AI medical devices liability under MDR covers any AI system qualifying as a medical device under Regulation (EU) 2017/745 that causes patient harm. It layers three distinct actors: the manufacturer under the revised EU Product Liability Directive, the hospital as deployer under the EU AI Act, and the treating physician under professional duty of care.

The Medical Device Regulation, applicable across the EU since May 2021, classifies software as a medical device when its intended purpose includes diagnosis, prevention, monitoring, prediction, or treatment of disease. Under Rule 11 of Annex VIII, most diagnostic or triage AI falls into Class IIa or higher, which mandates conformity assessment by a notified body. CE marking is therefore not cosmetic but a substantive safety representation enforceable by national market surveillance authorities such as BfArM in Germany or AEMPS in Spain.

On top of MDR, the EU AI Act classifies medical AI as high-risk under Annex III where it performs diagnosis, triage, or clinical decision support. Dr. Raphael Nagel (LL.M.) argues in MASCHINENRECHT that this produces a Doppelregulierung: two parallel regimes with overlapping yet non-identical requirements on risk management, data governance, logging, human oversight, and post-market monitoring. Neither regime absorbs the other; both apply in full.

This duality reshapes litigation. A patient injured by an AI diagnosis can sue the manufacturer under the revised Product Liability Directive, which since 2024 expressly includes AI software within the product definition. The claimant may simultaneously pursue the hospital for organizational negligence and the physician for breach of the professional standard. The tool fiction, as MASCHINENRECHT puts it, has collapsed in healthcare.

How do MDR and the EU AI Act interact for diagnostic software?

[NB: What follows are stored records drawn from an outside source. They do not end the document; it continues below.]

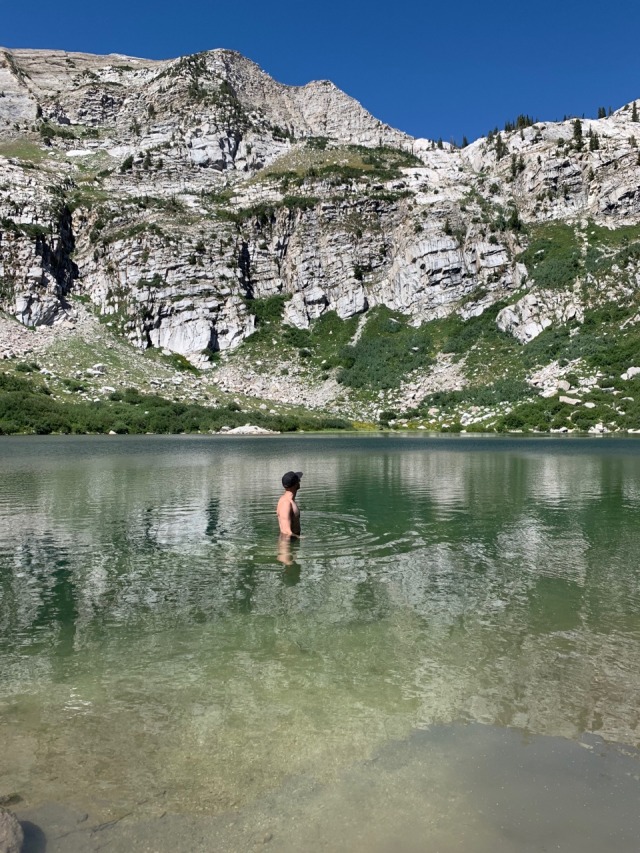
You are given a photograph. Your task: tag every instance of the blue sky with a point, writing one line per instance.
(433, 69)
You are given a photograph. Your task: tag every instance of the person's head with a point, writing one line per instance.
(291, 480)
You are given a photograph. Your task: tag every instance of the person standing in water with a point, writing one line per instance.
(287, 509)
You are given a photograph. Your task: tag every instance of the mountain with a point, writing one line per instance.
(292, 248)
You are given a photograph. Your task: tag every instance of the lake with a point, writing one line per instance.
(448, 660)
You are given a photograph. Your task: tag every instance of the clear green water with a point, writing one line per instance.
(156, 655)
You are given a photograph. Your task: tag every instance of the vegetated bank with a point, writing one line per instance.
(28, 407)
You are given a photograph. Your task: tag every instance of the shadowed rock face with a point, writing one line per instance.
(169, 192)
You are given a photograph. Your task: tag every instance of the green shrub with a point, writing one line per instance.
(386, 351)
(553, 257)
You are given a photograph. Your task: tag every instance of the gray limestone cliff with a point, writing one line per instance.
(172, 193)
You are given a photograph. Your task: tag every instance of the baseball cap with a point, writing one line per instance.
(291, 478)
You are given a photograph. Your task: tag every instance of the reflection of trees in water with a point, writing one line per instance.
(523, 567)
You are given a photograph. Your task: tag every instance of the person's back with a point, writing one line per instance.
(287, 510)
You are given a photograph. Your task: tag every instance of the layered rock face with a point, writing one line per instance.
(171, 194)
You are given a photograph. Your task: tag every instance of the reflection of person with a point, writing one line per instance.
(287, 509)
(284, 550)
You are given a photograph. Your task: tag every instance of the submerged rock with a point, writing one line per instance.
(11, 834)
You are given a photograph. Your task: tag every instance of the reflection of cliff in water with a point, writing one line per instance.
(506, 590)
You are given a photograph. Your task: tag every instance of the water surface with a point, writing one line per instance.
(455, 603)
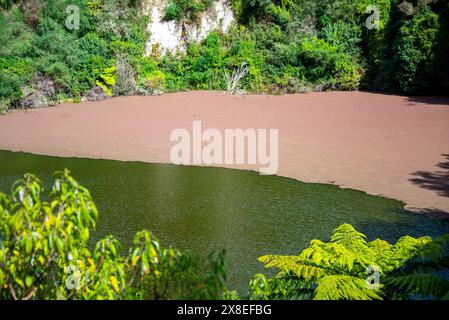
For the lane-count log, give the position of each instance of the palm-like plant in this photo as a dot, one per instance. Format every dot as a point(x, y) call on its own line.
point(342, 269)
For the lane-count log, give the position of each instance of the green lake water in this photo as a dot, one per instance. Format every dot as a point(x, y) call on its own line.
point(202, 209)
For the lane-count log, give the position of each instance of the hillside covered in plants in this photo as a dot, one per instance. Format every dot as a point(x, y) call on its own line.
point(52, 53)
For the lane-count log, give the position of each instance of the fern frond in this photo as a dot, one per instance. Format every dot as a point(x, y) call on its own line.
point(344, 287)
point(347, 236)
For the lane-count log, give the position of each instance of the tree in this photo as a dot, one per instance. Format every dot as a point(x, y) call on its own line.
point(44, 253)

MDR and the EU AI Act impose parallel, cumulative obligations on AI diagnostic software. MDR demands clinical evaluation and notified-body certification; the AI Act demands risk management, data quality, transparency, and human oversight. Neither regime displaces the other, and compliance with one does not create any presumption of compliance with the other.

Clinical evaluation under MDR Article 61 requires manufacturers to demonstrate safety and performance through clinical data, not merely technical benchmarks. For an AI system, this means validating performance across representative patient populations, stratified by age, sex, and comorbidity. The MASCHINENRECHT cardiology case shows the cost of failure: a triage system trained predominantly on male patients misclassified atypical female heart-attack symptoms, leading to a delayed infarct diagnosis and avoidable harm.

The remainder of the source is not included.